Because the `SingleCore*` API is, time-wise, far away this document proposes, as
an intermediate step, landing an `unsafe` `RacyMutex` type and deprecating /
removing `Mutex` *today*.

`RacyMutex` will pretty much replicate the API of `Mutex`, including its `Sync`
implementation, but will have an `unsafe` constructor. The safety contract of
the constructor is that the value has to be created in a single-core context;
only within that context the rest of the `RacyMutex` API will be sound.

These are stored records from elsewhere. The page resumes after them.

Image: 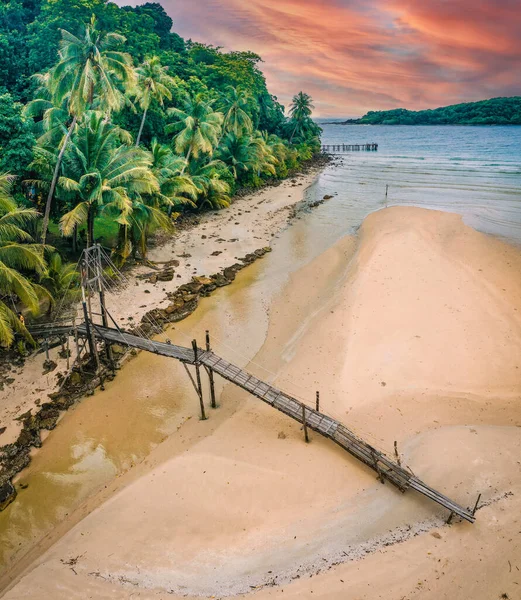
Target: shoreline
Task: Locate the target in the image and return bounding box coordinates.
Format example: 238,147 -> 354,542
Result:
0,208 -> 521,598
0,161 -> 331,500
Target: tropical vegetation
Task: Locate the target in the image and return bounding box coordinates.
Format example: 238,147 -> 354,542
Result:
338,96 -> 521,125
0,0 -> 320,346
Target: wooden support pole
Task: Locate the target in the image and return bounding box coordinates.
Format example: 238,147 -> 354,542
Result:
394,440 -> 402,467
206,330 -> 217,408
472,494 -> 481,515
302,404 -> 309,444
192,340 -> 206,421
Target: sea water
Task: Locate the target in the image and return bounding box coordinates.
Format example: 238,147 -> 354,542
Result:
310,123 -> 521,243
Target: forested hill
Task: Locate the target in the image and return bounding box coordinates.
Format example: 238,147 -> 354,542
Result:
0,0 -> 321,346
344,96 -> 521,125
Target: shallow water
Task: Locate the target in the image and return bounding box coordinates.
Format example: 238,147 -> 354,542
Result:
319,125 -> 521,243
0,126 -> 521,580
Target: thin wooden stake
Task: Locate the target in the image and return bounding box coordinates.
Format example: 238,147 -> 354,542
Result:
192,340 -> 206,421
302,404 -> 309,444
472,494 -> 481,515
206,330 -> 217,408
394,440 -> 402,467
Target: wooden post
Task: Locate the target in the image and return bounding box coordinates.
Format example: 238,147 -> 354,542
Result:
206,330 -> 217,408
472,494 -> 481,515
394,440 -> 402,467
302,404 -> 309,444
99,282 -> 114,373
192,340 -> 206,421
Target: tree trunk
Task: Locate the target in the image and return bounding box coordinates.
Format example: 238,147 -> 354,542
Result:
72,225 -> 78,256
289,123 -> 298,144
181,144 -> 192,175
87,206 -> 94,248
136,108 -> 148,148
42,117 -> 77,244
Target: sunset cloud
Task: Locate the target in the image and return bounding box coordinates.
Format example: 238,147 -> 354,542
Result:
119,0 -> 521,116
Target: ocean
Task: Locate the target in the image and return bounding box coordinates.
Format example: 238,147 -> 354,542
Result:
310,123 -> 521,243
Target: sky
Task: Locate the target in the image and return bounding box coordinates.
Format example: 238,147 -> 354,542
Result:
118,0 -> 521,117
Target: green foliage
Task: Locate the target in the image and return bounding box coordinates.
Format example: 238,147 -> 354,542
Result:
0,94 -> 35,175
0,0 -> 320,292
349,96 -> 521,125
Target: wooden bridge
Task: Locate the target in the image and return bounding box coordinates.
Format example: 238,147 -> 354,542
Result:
31,322 -> 479,523
322,142 -> 378,154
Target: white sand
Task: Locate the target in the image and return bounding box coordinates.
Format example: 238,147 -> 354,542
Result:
1,208 -> 521,600
0,169 -> 318,446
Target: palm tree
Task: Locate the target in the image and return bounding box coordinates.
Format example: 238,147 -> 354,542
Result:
41,252 -> 80,299
151,139 -> 199,213
58,111 -> 159,246
289,92 -> 315,143
218,85 -> 253,137
0,174 -> 45,346
136,56 -> 176,146
188,159 -> 231,209
166,94 -> 224,173
42,17 -> 135,244
219,132 -> 268,180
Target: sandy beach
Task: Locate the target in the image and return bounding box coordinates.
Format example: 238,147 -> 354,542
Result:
0,169 -> 318,446
3,204 -> 521,600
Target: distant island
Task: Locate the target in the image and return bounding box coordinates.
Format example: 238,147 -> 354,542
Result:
328,96 -> 521,125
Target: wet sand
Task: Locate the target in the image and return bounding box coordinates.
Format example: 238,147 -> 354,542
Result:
5,208 -> 521,600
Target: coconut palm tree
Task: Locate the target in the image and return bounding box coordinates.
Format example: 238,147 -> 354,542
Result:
289,92 -> 315,142
0,174 -> 45,346
221,85 -> 253,137
38,17 -> 135,244
151,139 -> 199,213
166,94 -> 224,173
58,111 -> 159,246
136,56 -> 176,146
187,158 -> 231,209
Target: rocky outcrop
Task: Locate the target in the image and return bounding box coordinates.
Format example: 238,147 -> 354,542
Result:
0,247 -> 271,511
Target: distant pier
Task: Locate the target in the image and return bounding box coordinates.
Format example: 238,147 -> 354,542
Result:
322,142 -> 378,154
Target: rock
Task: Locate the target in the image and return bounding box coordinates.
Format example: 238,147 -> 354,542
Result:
0,481 -> 16,511
192,275 -> 213,285
42,360 -> 58,375
157,269 -> 174,281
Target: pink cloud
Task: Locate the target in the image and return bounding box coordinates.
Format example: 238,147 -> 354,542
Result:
117,0 -> 521,116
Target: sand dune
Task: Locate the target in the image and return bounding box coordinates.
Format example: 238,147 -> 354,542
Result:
5,208 -> 521,600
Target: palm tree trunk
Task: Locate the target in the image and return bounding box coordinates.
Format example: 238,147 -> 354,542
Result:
87,206 -> 94,248
136,108 -> 148,148
289,123 -> 298,144
42,117 -> 77,244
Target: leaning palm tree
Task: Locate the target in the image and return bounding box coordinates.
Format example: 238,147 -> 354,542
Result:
58,111 -> 158,246
188,158 -> 231,209
38,17 -> 135,244
0,174 -> 45,346
136,56 -> 176,146
166,94 -> 224,173
289,92 -> 315,142
218,85 -> 253,137
151,139 -> 199,214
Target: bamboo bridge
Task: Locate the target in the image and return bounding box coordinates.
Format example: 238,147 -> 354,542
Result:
322,142 -> 378,154
27,321 -> 479,523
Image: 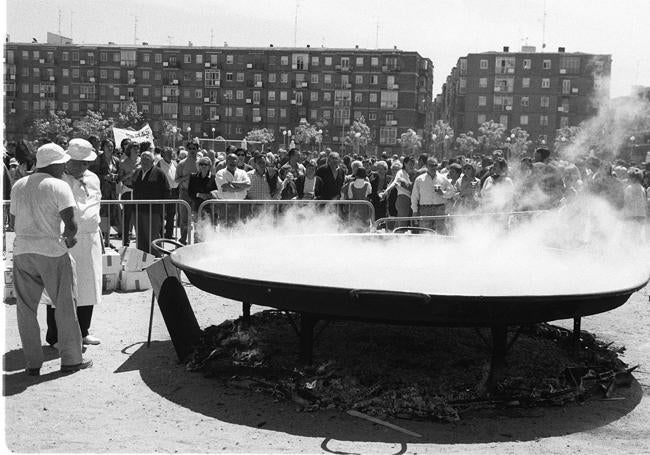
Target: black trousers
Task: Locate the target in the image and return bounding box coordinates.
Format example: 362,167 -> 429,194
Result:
45,305 -> 94,344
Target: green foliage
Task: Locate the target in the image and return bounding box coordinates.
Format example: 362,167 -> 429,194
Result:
74,110 -> 114,140
31,111 -> 72,141
478,120 -> 506,152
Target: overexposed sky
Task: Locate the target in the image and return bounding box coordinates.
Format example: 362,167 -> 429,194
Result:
6,0 -> 650,97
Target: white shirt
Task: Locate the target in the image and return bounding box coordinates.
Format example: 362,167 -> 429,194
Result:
157,159 -> 178,189
9,172 -> 76,257
411,172 -> 456,213
63,171 -> 102,234
215,168 -> 251,201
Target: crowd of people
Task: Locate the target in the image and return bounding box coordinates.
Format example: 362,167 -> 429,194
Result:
4,132 -> 650,375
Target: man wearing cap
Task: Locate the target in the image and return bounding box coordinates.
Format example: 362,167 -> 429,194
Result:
9,143 -> 92,376
45,139 -> 102,345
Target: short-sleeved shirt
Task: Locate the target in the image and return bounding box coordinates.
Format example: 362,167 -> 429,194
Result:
9,172 -> 76,257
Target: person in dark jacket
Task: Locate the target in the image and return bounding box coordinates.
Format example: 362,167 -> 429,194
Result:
133,152 -> 169,252
316,152 -> 345,199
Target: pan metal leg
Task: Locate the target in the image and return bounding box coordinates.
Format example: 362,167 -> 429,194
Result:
300,313 -> 318,365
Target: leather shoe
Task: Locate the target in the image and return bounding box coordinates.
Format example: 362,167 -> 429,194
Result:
83,335 -> 102,344
61,358 -> 93,373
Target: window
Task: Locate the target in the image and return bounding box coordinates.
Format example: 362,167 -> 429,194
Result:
539,96 -> 551,107
379,127 -> 397,145
380,90 -> 399,109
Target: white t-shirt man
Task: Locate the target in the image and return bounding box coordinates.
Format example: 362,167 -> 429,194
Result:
215,168 -> 251,201
9,172 -> 76,257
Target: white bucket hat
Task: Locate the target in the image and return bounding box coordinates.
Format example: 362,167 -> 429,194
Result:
36,142 -> 70,169
67,138 -> 97,161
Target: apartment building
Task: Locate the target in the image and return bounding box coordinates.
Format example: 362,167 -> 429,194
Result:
433,46 -> 612,146
4,36 -> 433,152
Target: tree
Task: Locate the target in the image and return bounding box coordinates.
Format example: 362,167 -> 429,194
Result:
343,117 -> 372,153
456,131 -> 478,156
246,128 -> 275,144
431,120 -> 454,159
510,126 -> 532,161
31,111 -> 72,141
400,128 -> 422,155
478,120 -> 506,152
292,123 -> 322,148
115,101 -> 146,130
74,109 -> 114,140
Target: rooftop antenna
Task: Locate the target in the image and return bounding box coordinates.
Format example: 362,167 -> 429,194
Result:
542,0 -> 546,49
293,0 -> 300,47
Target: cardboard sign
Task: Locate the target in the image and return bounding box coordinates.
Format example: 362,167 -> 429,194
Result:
113,124 -> 154,147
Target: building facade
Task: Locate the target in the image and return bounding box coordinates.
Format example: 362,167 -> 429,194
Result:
4,38 -> 433,152
433,46 -> 612,146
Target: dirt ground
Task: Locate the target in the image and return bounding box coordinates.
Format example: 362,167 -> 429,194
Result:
3,276 -> 650,454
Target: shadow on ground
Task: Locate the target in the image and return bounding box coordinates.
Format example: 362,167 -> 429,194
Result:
115,341 -> 643,444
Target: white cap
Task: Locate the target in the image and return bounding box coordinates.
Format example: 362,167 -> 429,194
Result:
67,138 -> 97,161
36,142 -> 70,169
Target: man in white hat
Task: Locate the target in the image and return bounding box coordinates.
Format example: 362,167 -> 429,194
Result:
9,143 -> 92,376
45,139 -> 102,345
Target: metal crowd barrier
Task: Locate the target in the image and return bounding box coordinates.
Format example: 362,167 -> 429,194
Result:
371,210 -> 549,234
198,199 -> 375,231
100,199 -> 194,253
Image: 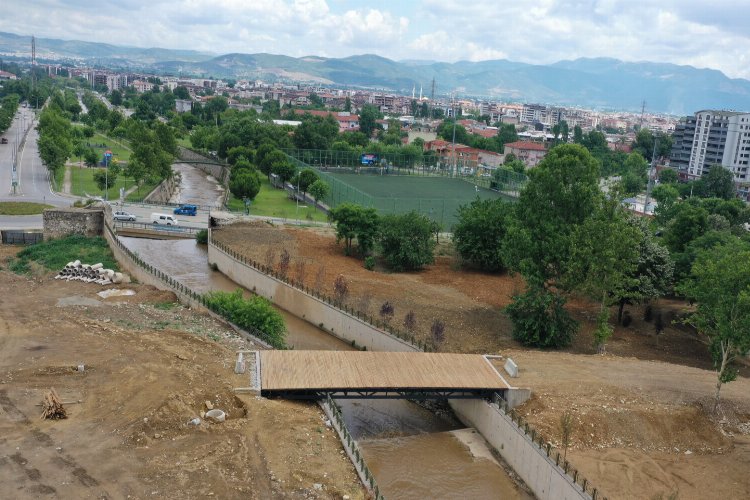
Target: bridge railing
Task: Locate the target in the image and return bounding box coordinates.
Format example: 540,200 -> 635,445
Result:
104,222 -> 271,348
320,394 -> 385,500
114,221 -> 201,235
491,393 -> 607,500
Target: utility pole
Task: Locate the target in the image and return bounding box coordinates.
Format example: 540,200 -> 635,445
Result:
638,99 -> 646,131
451,91 -> 458,176
643,136 -> 660,215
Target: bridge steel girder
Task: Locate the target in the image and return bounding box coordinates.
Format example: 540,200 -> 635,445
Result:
261,388 -> 505,400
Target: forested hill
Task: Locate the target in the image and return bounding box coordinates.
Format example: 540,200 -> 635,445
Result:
0,33 -> 750,115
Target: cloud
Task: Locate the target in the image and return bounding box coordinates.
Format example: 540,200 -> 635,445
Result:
0,0 -> 750,78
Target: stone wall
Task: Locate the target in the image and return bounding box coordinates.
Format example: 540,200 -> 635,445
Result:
42,208 -> 104,240
143,175 -> 179,204
177,147 -> 229,186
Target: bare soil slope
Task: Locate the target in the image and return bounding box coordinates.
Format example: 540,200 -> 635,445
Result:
214,223 -> 750,500
0,247 -> 364,499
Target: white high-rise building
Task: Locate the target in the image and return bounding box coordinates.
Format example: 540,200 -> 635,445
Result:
670,110 -> 750,185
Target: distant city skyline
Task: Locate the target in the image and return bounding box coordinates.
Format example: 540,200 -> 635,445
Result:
5,0 -> 750,79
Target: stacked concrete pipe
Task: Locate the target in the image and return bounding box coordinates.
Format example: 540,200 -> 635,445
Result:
55,260 -> 125,285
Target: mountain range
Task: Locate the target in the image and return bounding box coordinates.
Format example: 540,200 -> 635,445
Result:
0,32 -> 750,115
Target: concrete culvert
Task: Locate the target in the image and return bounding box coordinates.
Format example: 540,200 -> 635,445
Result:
206,410 -> 227,422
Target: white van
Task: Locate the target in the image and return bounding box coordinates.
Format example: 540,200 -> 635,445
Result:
151,213 -> 177,226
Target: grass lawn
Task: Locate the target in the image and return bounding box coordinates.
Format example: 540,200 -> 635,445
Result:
86,132 -> 130,161
0,201 -> 54,215
68,165 -> 158,201
323,173 -> 503,230
9,235 -> 119,274
227,178 -> 328,222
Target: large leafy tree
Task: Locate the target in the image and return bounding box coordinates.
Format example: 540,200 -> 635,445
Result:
453,199 -> 512,272
308,179 -> 331,205
380,211 -> 435,271
681,239 -> 750,411
229,169 -> 260,200
612,216 -> 674,323
359,104 -> 383,139
506,144 -> 602,287
328,203 -> 380,255
566,200 -> 642,352
295,168 -> 320,193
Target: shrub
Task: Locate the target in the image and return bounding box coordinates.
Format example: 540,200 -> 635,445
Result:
365,255 -> 375,271
333,274 -> 349,307
204,289 -> 286,349
380,300 -> 394,323
430,319 -> 445,351
505,287 -> 578,348
404,311 -> 417,333
380,212 -> 435,271
622,311 -> 633,328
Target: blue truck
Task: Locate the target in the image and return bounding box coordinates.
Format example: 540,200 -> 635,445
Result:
174,205 -> 198,215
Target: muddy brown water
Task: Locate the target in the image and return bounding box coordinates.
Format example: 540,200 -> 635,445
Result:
121,165 -> 532,499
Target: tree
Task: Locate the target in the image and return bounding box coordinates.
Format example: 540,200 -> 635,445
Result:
664,202 -> 708,253
83,148 -> 99,168
328,203 -> 380,255
229,169 -> 260,200
505,144 -> 602,287
271,158 -> 297,182
566,200 -> 641,353
307,179 -> 331,205
659,168 -> 678,184
700,165 -> 737,200
680,240 -> 750,411
109,89 -> 122,106
505,285 -> 578,348
293,168 -> 320,193
453,198 -> 512,272
174,85 -> 190,99
612,216 -> 674,323
262,146 -> 291,179
380,211 -> 435,271
94,168 -> 117,191
651,184 -> 680,223
359,104 -> 383,139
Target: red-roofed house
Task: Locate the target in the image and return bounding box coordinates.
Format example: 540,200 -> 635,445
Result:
294,109 -> 359,132
504,141 -> 547,168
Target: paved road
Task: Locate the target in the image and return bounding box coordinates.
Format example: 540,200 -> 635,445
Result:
0,108 -> 72,207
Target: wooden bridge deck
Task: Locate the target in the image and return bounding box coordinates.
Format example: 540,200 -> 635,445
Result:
259,350 -> 510,397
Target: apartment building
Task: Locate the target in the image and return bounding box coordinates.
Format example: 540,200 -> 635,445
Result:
670,110 -> 750,188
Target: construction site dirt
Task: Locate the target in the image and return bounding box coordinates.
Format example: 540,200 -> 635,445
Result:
0,246 -> 365,499
213,223 -> 750,500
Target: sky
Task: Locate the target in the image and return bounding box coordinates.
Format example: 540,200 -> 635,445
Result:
0,0 -> 750,79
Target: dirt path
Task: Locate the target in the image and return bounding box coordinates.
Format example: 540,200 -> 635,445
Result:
62,165 -> 72,194
213,223 -> 750,500
0,246 -> 364,499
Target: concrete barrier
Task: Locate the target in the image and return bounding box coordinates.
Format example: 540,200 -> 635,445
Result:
450,399 -> 592,500
208,239 -> 419,352
208,229 -> 603,500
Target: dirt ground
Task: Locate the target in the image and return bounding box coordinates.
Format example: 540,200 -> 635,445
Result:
0,246 -> 365,499
214,223 -> 750,499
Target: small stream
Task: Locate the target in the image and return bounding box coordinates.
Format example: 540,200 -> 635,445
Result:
121,165 -> 533,499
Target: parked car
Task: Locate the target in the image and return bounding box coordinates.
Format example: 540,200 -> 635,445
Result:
151,213 -> 177,226
112,212 -> 135,222
174,205 -> 198,215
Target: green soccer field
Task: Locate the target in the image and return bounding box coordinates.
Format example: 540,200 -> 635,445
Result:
324,173 -> 503,231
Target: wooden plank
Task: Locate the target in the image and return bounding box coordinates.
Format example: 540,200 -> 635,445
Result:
260,350 -> 509,390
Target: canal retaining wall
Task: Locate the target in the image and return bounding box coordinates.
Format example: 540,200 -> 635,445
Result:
208,231 -> 423,352
208,230 -> 604,500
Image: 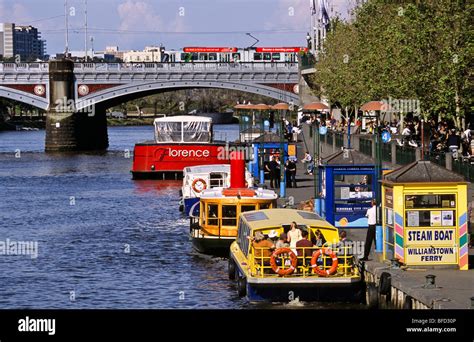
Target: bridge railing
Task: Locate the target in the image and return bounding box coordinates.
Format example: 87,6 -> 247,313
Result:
0,62 -> 298,73
74,62 -> 298,72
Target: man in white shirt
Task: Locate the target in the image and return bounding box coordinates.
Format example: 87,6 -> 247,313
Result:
360,200 -> 377,261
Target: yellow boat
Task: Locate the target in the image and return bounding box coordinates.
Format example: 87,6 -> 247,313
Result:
228,209 -> 365,302
190,188 -> 278,256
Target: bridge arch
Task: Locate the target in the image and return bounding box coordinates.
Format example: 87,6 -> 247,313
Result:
0,87 -> 49,110
76,80 -> 300,110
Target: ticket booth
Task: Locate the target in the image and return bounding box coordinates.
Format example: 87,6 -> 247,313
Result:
318,149 -> 377,228
249,133 -> 296,179
382,161 -> 468,270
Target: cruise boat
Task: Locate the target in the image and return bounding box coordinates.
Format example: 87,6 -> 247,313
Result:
132,115 -> 229,179
228,209 -> 365,302
190,154 -> 278,256
180,164 -> 253,216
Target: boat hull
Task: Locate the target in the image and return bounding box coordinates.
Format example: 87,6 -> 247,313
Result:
131,142 -> 229,179
247,281 -> 364,302
183,197 -> 200,216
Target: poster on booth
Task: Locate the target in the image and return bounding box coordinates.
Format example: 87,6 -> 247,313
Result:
405,228 -> 458,265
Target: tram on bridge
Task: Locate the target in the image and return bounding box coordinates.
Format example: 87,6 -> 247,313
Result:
161,46 -> 308,63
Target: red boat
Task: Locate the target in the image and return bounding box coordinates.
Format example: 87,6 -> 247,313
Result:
132,115 -> 229,179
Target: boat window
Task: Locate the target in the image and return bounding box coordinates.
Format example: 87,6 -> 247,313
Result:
222,205 -> 237,227
183,121 -> 211,142
209,172 -> 224,188
240,204 -> 255,213
207,204 -> 219,226
155,122 -> 181,142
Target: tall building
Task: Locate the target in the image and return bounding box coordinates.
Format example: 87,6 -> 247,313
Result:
0,23 -> 46,62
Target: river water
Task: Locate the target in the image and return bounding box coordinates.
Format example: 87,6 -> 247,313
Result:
0,125 -> 358,309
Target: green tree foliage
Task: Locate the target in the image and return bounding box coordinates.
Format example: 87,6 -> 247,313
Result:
313,0 -> 474,124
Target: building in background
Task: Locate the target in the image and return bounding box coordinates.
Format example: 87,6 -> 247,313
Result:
123,46 -> 162,63
0,23 -> 47,62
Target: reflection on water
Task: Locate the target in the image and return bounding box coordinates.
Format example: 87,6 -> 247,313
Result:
0,127 -> 357,308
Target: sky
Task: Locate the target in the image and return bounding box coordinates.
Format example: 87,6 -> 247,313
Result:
0,0 -> 355,55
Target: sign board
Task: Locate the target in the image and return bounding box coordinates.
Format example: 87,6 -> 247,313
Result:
382,131 -> 392,143
288,144 -> 296,156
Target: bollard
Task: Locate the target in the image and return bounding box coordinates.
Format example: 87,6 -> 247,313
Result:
314,198 -> 321,216
390,258 -> 400,269
423,274 -> 436,289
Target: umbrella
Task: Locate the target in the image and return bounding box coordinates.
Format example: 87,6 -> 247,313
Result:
271,102 -> 290,110
360,101 -> 388,112
303,102 -> 329,110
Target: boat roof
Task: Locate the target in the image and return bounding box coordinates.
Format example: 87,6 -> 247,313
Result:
154,115 -> 212,123
184,164 -> 230,173
201,188 -> 278,200
240,208 -> 336,229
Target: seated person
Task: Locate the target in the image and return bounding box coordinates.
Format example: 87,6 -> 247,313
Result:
314,229 -> 326,247
275,233 -> 290,249
296,230 -> 313,266
248,232 -> 275,272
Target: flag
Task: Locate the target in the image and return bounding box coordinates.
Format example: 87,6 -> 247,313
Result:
319,0 -> 330,31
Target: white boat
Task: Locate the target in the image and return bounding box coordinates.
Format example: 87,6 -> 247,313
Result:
180,164 -> 253,216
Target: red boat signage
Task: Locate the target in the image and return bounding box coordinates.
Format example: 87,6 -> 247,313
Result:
132,144 -> 229,176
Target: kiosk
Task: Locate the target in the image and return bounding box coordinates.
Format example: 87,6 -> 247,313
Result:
318,148 -> 377,228
382,161 -> 468,270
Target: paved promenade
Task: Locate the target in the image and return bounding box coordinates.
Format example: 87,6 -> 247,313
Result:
267,123 -> 474,309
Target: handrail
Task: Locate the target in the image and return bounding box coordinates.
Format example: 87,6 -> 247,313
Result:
248,245 -> 354,278
0,61 -> 298,72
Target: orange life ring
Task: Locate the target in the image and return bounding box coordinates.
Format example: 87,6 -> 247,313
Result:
311,248 -> 338,277
270,247 -> 298,276
191,178 -> 207,193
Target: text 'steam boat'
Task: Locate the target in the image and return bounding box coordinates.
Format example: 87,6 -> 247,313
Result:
190,157 -> 278,256
229,209 -> 363,302
132,115 -> 229,179
180,164 -> 253,216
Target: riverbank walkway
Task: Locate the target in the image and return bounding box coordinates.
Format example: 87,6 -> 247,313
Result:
267,125 -> 474,309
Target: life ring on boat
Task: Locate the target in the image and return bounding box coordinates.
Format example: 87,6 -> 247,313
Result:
311,248 -> 338,277
191,178 -> 207,193
270,247 -> 298,276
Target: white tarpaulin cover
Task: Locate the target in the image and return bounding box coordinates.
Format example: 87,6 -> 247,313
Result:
155,115 -> 212,143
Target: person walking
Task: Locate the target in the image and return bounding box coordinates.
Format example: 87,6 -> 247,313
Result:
286,158 -> 296,188
265,156 -> 280,189
360,200 -> 377,261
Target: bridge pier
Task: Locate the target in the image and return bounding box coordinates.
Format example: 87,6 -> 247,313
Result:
45,60 -> 108,152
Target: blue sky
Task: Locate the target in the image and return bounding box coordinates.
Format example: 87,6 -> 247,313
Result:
0,0 -> 355,54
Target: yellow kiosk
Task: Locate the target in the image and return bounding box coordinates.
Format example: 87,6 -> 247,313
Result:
382,161 -> 469,270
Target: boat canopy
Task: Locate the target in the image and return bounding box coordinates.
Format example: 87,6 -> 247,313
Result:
154,115 -> 212,143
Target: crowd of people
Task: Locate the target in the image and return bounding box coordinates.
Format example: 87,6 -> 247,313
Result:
302,114 -> 474,162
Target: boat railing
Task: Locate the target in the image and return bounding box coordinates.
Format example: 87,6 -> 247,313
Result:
248,245 -> 356,278
190,216 -> 237,238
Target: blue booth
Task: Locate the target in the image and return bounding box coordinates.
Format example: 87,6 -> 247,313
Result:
317,148 -> 377,228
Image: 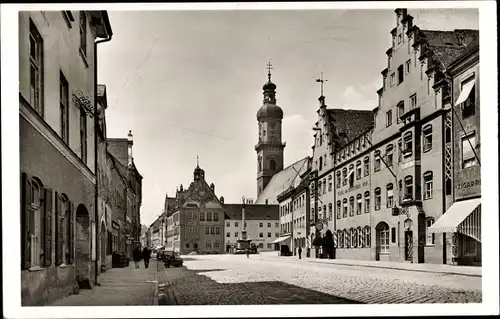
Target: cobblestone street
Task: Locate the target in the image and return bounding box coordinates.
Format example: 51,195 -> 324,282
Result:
158,255 -> 482,305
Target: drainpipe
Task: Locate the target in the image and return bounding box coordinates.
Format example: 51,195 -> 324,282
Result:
94,11 -> 113,286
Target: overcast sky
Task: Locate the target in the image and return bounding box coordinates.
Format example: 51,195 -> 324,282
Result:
98,9 -> 479,226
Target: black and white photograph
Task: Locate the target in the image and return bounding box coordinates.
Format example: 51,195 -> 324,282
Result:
0,1 -> 499,318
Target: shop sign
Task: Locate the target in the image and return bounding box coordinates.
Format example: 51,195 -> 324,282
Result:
338,181 -> 368,196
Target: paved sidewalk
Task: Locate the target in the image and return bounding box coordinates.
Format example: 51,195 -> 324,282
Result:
51,260 -> 158,306
260,252 -> 482,277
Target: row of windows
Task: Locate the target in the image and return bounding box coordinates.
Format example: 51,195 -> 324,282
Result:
29,11 -> 87,164
21,174 -> 74,269
330,171 -> 433,219
280,195 -> 306,216
226,232 -> 280,238
281,216 -> 306,233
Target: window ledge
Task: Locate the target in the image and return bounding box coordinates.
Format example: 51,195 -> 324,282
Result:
78,48 -> 89,68
28,266 -> 45,272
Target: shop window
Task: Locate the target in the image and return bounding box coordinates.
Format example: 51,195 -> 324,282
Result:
365,191 -> 370,214
462,132 -> 477,168
373,151 -> 380,172
424,171 -> 433,199
342,198 -> 347,218
380,223 -> 389,253
364,226 -> 372,247
385,144 -> 394,166
461,77 -> 476,118
398,65 -> 404,85
403,132 -> 413,157
349,196 -> 354,216
410,93 -> 417,110
363,156 -> 370,176
375,187 -> 382,210
356,161 -> 362,179
396,101 -> 405,123
350,228 -> 358,248
425,217 -> 436,245
386,184 -> 394,208
385,110 -> 392,127
403,176 -> 413,199
356,194 -> 363,215
422,124 -> 432,152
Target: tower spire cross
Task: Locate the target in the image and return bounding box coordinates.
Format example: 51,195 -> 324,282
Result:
316,72 -> 328,96
266,62 -> 273,82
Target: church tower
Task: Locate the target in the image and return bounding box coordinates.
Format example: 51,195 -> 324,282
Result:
255,63 -> 286,196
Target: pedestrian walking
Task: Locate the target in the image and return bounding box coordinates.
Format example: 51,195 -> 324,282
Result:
132,245 -> 141,268
142,247 -> 151,268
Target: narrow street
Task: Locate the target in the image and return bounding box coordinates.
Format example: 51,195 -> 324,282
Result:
158,255 -> 482,305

The main parts of the `RacyMutex` API are shown below:

``` rust
// crate: bare-metal

/// A mutex that's racy in multi-core contexts
pub struct RacyMutex<T> { /* .. */ }

/// IMPORTANT: `RacyMutex` is only `Sync` in a single-core context
unsafe impl<T> Sync for RacyMutex<T> {}

impl<T> RacyMutex<T> {
/// Creates a new `RacyMutex`
///
/// # Safety
///
/// By constructing a `RacyMutex` the caller is asserting that the value
/// will only be used in a single-core context; this is the case, for
/// example, if the constructor is called in a single-core application.
///
/// Using `RacyMutex` in a multi-core context is unsound. For that reason,
/// `RacyMutex` must NEVER be used in a general purpose library; it should
/// only be used in (a) HALs for single-core devices, and (b) applications
/// for single-core devices.
pub const unsafe fn new(data: T) -> Self {
// ..
}


// .. and the rest of the `Mutex` API ..
}
```

### Migration path

Existing applications that use `bare_metal::Mutex`-es in static variables can
easily migrate to `RacyMutex` by wrapping the constructors in an `unsafe` block
and replacing `Mutex` with `RacyMutex`.

``` rust
// this
// static SHALL_WE_DANCE: Mutex<RefCell<Option<Partner>>> = Mutex::new(/* .. */);

// becomes
static SHALL_WE_DANCE: RacyMutex<RefCell<Option<Partner>>> = unsafe {
// NOTE(unsafe): this is a single-core application
RacyMutex::new(/* .. */)
};

#[entry]
fn main() {
// ..
}

#[exception]
fn SysTick() {
interrupt::free(|cs| {
// this stays the same (safe)
let yes = SHALL_WE_DANCE.borrow(cs).borrow_mut().take().unwrap();
// ..
});
}
```

# Unresolved questions

- Bikeshed all names

- Should `RacyMutex` be removed once the `SingleCore*` API has been implemented?
Or should both co-exist side by side?

# Alternatives

- Come up with a interrupt-masking / spinlock hybrid implementation for `Mutex`
that's both single-core and multi-core `Sync`.

- Remove `bare_metal::Mutex` without replacement.